Таня сжала зубы и сразу почувствовала солёный привкус крови.

Удивительно. Она никогда не кусала губ до крови.

Нет, если здесь есть кто-то глупый — то это точно не Машка. Это она. Потому что нечего задумываться, нечего спрашивать, давно уже всё пора понять. Это правильно. Всё, что происходит, правильно. Война — это правильно, это так нужно.

Потому что они убили Риту. Они убили Веру, брата Машки, Дашкиного жениха Костю, Артура Крамского, хоть тот и был порядочной сволочью. Они убили отцов и братьев, сестёр и матерей, они сожгли города, они пришли на русскую землю.

Они убьют и её, если она не убьёт их раньше.

— Маша, идём. Уже почти девять. Вставай.

— Да ещё пятнадцать минут! — Машка, окружённая девчонками, даже не подумала обернуться, и Таня почувствовала беспричинное и совершенно глупое раздражение.

— Мы к Сидорчуку, — предупредила она Валеру, ещё раз окликнула Машу и, наконец, вытащила её за рукав. — Пошли, опоздаем.

— Что, нельзя было подождать пять минут? — тут же насупилась Широкова.

— Нельзя.

— Тоже мне командирша нашлась, захочу и пойду обратно, — пробурчала Машка, но всё-таки пошла за Таней.

Курсант Соловьёва, прекрати быть такой свиньёй.

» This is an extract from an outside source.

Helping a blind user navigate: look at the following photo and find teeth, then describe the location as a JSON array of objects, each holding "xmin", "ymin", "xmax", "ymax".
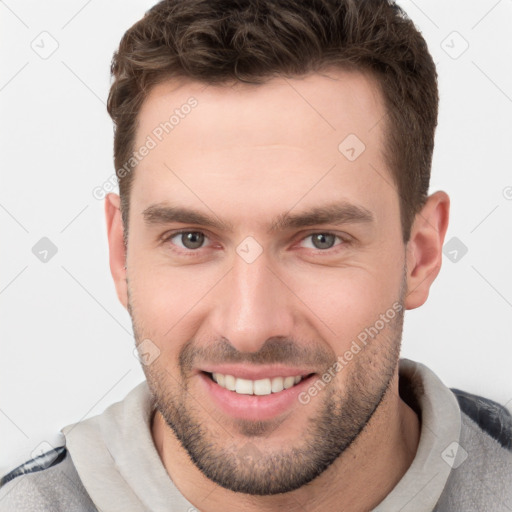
[{"xmin": 212, "ymin": 373, "xmax": 302, "ymax": 396}]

Как будто Широкова виновата в том, что ты решила подумать о войне. Таня вздохнула, замедляя шаг, и обернулась к недовольной Машке.

— Извини. Я не хотела.

— Я к Сидорчуку тоже не хотела, — уже спокойней сказала Широкова. — Вот почему именно нас двоих?

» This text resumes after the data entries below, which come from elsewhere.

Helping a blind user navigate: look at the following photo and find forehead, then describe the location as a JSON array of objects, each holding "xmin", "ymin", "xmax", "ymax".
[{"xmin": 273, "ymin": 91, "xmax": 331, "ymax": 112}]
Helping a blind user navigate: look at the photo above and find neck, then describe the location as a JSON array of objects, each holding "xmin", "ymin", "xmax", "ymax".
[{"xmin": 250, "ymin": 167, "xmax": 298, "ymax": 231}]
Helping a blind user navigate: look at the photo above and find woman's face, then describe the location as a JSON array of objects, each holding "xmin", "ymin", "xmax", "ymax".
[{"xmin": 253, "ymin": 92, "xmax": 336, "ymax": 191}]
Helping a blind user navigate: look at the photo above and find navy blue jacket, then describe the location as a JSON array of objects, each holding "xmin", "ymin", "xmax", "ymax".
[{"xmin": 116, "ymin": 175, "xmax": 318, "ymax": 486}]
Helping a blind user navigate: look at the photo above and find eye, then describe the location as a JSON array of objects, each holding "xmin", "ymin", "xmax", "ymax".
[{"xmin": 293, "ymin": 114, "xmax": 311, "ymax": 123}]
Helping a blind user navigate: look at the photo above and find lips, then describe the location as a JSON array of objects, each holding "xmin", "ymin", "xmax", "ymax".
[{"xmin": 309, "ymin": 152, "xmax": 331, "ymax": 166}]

— Да он каждый вечер забирает по паре девчонок пострелять, — Таня пожала плечами, заворачивая за казармой прямо к чернеющему вдалеке тиру.

— Нет, ну а почему меня с тобой?

— Ты настолько против моей компании?

— Естественно! — Маша снова насупилась и даже всплеснула руками. — Ты сейчас выбьешь все десятки, а я, как обычно, шестёрочки, и он как пойдёт орать! Я, между прочим, не виновата, что ты занималась до училища биатлоном, а я — шашками.

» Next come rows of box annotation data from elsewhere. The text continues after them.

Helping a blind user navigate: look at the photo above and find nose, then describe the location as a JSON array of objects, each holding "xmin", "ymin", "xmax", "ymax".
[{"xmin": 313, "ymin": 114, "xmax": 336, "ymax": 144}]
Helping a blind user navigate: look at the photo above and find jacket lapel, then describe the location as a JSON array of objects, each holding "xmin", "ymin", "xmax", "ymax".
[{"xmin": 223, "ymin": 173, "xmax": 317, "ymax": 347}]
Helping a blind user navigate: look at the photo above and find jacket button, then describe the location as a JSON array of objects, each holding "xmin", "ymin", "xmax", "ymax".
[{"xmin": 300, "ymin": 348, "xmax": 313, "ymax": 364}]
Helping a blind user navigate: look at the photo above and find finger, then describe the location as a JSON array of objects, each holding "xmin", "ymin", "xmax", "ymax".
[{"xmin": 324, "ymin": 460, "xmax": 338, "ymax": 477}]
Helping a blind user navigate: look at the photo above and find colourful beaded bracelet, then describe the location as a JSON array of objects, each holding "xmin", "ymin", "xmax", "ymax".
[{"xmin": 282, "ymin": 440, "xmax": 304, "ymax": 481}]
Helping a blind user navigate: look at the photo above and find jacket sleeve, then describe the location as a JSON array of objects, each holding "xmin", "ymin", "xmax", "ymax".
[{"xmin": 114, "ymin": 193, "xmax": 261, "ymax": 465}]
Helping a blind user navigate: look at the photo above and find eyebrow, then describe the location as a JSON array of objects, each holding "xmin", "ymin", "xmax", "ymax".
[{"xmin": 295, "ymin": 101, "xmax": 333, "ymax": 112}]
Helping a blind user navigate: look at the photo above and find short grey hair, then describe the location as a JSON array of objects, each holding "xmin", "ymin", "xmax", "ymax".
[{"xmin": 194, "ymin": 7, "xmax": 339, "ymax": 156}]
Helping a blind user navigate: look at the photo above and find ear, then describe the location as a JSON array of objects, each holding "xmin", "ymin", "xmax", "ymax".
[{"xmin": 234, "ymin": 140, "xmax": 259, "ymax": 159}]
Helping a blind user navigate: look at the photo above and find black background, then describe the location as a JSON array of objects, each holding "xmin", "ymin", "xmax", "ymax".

— Ну, хочешь, я тоже по шестёркам стрелять буду? — примирительно предложила Таня.

— Ещё чего. Он тогда вообще разозлится и прибьёт меня совсем, — недовольно пробормотала Маша и вдруг остановилась, побледнев и изменившись в лице. Таня тоже настороженно замерла.

— Что такое?

— Ой, что-то у меня с животом… Ой, болит... Мне в туалет, кажется, надо, — Маша жалобно сморщилась и положила руки на живот.

— Хочешь, я тебе скажу, что у тебя с животом? Ты что на обед ела?

— Так тушёнку…

— А потом?

— Катино варенье… Смородиновое.

— Есть вопросы? На, держи, — Таня быстро достала из карманов все свои запасы бумажных платочков и туалетной бумаги. — Иди вон ко второй роте в казарму, ближе всего. Возьми у них фильтрум какой-нибудь и возвращайся скорей, я пока Сидорчуку лапшу на уши навешаю. Или подождать тебя? Совсем темно уже.